The 20th government passed three budgets through the 1987, 1988 and 1989 Finance Acts The Finance minister Ray MacSharry committed himself to bringing order to the public finances and the poor economic situation. His cutting of state spending earned him the nickname Mack the Knife.

During this time he came to be identified as Haughey's heir apparent as Taoiseach and Fianna Fáil leader. MacSharry, however wanted to leave politics by the time he was forty-five. He was fifty and had achieved some of the highest offices in the Irish government. In 1988 MacSharry was appointed European Commissioner, ending his domestic political career.
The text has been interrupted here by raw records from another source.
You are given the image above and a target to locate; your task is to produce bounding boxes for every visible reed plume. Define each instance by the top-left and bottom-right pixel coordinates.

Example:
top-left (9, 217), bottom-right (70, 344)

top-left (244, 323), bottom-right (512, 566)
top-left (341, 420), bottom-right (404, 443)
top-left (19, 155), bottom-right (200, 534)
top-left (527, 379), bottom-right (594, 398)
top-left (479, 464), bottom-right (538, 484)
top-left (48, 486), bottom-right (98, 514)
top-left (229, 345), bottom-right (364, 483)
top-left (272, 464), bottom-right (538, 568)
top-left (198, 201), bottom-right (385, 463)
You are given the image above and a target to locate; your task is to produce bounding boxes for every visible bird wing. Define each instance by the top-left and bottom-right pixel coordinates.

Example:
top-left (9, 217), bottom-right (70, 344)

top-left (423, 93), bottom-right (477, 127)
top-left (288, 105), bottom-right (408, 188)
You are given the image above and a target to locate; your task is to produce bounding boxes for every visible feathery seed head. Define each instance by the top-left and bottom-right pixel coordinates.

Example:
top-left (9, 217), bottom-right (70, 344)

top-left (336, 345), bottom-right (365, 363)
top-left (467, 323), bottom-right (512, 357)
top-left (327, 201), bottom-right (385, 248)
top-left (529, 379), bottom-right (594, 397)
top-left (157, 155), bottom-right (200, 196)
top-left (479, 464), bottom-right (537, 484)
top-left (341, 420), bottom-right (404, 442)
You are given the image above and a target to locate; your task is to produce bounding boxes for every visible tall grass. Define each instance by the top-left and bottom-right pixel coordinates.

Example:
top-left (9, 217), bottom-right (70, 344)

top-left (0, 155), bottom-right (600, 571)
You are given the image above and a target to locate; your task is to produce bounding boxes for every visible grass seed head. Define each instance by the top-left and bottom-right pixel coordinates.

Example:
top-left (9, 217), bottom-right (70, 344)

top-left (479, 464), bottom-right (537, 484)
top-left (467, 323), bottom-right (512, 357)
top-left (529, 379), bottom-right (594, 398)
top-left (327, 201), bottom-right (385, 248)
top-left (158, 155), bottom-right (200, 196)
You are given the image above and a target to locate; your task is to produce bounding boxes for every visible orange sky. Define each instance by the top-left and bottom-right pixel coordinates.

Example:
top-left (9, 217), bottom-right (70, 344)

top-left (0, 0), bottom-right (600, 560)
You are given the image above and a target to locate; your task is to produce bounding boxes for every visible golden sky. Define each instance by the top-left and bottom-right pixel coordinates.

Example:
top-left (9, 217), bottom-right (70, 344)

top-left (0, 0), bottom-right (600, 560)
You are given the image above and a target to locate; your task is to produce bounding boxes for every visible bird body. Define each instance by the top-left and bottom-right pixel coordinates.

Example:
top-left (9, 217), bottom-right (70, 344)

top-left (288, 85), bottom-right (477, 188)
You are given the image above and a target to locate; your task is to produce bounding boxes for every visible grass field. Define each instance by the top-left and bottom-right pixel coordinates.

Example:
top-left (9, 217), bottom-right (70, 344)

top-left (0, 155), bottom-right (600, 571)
The Minister for Industry and Commerce Albert Reynolds blocked the hostile takeover of Irish Distillers by Grand Metropolitan. The company was eventually sold to Pernod Ricard for $440 million.

===Health===
During this period major industrial action was taken by junior doctors. 1,800 doctors went on strike to protest their lack of job security and the governments cuts to the health budget.
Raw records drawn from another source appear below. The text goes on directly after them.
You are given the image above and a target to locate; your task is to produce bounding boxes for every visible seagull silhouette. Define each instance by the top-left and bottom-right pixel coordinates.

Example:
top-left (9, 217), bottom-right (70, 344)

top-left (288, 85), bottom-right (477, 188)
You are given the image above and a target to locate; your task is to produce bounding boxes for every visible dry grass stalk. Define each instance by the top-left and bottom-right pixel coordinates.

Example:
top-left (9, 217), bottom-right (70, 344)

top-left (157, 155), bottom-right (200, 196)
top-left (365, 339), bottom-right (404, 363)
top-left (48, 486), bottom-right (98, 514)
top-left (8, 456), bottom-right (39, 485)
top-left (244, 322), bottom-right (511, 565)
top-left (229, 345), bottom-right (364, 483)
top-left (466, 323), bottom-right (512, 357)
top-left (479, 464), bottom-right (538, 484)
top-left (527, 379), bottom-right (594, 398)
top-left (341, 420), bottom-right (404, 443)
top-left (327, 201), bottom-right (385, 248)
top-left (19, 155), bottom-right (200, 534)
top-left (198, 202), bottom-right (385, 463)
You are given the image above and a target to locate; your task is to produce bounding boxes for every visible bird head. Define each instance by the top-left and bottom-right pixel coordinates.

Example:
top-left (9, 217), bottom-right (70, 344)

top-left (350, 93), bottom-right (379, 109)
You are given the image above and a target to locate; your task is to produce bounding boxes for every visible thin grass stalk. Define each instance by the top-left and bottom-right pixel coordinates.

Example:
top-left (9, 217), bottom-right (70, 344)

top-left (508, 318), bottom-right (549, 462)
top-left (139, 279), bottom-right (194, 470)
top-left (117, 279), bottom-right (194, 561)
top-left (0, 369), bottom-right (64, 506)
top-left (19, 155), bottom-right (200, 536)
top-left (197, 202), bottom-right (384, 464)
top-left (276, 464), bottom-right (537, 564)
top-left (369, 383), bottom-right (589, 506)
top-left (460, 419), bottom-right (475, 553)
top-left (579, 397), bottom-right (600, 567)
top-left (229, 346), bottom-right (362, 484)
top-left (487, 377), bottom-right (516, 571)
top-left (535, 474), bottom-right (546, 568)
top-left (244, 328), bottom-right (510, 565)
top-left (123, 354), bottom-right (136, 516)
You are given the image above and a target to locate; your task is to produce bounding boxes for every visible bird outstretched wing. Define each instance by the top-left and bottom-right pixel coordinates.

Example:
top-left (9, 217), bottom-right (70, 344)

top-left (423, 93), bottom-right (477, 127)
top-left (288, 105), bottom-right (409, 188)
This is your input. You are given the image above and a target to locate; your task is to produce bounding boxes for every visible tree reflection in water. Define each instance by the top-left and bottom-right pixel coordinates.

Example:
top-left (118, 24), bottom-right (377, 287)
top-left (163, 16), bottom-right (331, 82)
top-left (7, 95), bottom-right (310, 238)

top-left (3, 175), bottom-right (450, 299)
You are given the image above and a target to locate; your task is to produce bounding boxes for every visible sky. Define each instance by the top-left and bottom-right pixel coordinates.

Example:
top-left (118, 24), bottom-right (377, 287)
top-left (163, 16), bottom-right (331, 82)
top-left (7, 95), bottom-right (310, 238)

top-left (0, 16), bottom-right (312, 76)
During this period a large number of haemophiliacs contracted HIV and Hepatitis C from contaminated blood products supplied by the Blood Transfusion Service Board.

===Justice===
In 1988 the Irish Prison officers association went on strike. The government had to use 1,000 Gardaí and 300 soldiers to guard the prisons.

===Northern Ireland===

During this period the government faced serious difficulties dealing with Northern Ireland and the IRA. After the signing of the Anglo-Irish Agreement Relations improved between the Republic and Britain. However, there were tensions between the governments over the imprisonment of the Birmingham Six and the apparent shoot-to-kill policy in Northern Ireland policy of the security forces in Northern Ireland. Formal protest was made by the government following the Loughgall ambush where eight IRA members and a civilian were killed by a SAS unit.

Relations improved with the extradition of Paul Kane. His appeal to the justice minister for freedom was rejected. Kane escaped from the Maze Prison in 1983 after being convicted of firearm offences.
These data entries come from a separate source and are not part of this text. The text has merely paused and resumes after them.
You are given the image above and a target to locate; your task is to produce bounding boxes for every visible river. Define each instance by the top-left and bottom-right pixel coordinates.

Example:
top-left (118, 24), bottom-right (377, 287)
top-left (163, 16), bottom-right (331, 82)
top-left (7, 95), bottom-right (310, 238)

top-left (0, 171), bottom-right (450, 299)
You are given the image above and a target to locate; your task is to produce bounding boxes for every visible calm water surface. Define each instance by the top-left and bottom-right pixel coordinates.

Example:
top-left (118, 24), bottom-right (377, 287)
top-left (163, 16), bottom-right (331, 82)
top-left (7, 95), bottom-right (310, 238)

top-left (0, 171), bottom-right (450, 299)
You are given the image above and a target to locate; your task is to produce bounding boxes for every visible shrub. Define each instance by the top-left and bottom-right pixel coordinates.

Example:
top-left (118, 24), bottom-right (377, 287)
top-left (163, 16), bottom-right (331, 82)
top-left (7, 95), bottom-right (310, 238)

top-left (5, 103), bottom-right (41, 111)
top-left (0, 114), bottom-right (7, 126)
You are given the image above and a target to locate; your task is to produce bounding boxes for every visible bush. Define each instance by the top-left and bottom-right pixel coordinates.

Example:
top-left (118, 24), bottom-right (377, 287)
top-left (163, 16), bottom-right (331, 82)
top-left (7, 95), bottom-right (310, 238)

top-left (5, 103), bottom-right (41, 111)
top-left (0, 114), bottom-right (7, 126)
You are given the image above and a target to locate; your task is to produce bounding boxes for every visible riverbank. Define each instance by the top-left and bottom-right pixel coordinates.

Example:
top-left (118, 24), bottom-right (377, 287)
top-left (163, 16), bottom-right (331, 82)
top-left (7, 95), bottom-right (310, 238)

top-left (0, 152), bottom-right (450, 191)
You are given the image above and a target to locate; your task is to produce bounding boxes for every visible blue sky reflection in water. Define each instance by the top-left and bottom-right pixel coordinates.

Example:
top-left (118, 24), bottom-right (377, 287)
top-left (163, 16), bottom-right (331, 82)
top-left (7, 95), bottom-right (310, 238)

During this period the IRA managed to smuggle a gun into the Four Courts in an attempted prison escape.

==Constitutional amendment==
On 26 May 1987 the Tenth Amendment of the Constitution of Ireland was approved by referendum. This permitted the state to ratify the Single European Act.

==Dissolution and resignation==
On 25 May 1989, the president dissolved the Dáil on the advice of Haughey. The general election was held on 15 June, the same date as the European Parliament election.

The 26th Dáil first met on 26 June 1989. The Dáil did not successfully nominate anyone for the position of Taoiseach on that day, with Charles Haughey, Alan Dukes and Dick Spring being defeated. This was the first time that this occurred on the first sitting of the Dáil after a general election. Haughey resigned as Taoiseach on 29 June but under the provisions of Article 28.11 of the Constitution, the members of the government continued to carry out their duties until their successors were appointed. The 21st government of Ireland was formed on 12 July 1989 as a coalition between Fianna Fáil and the Progressive Democrats, with Charles Haughey again serving as Taoiseach.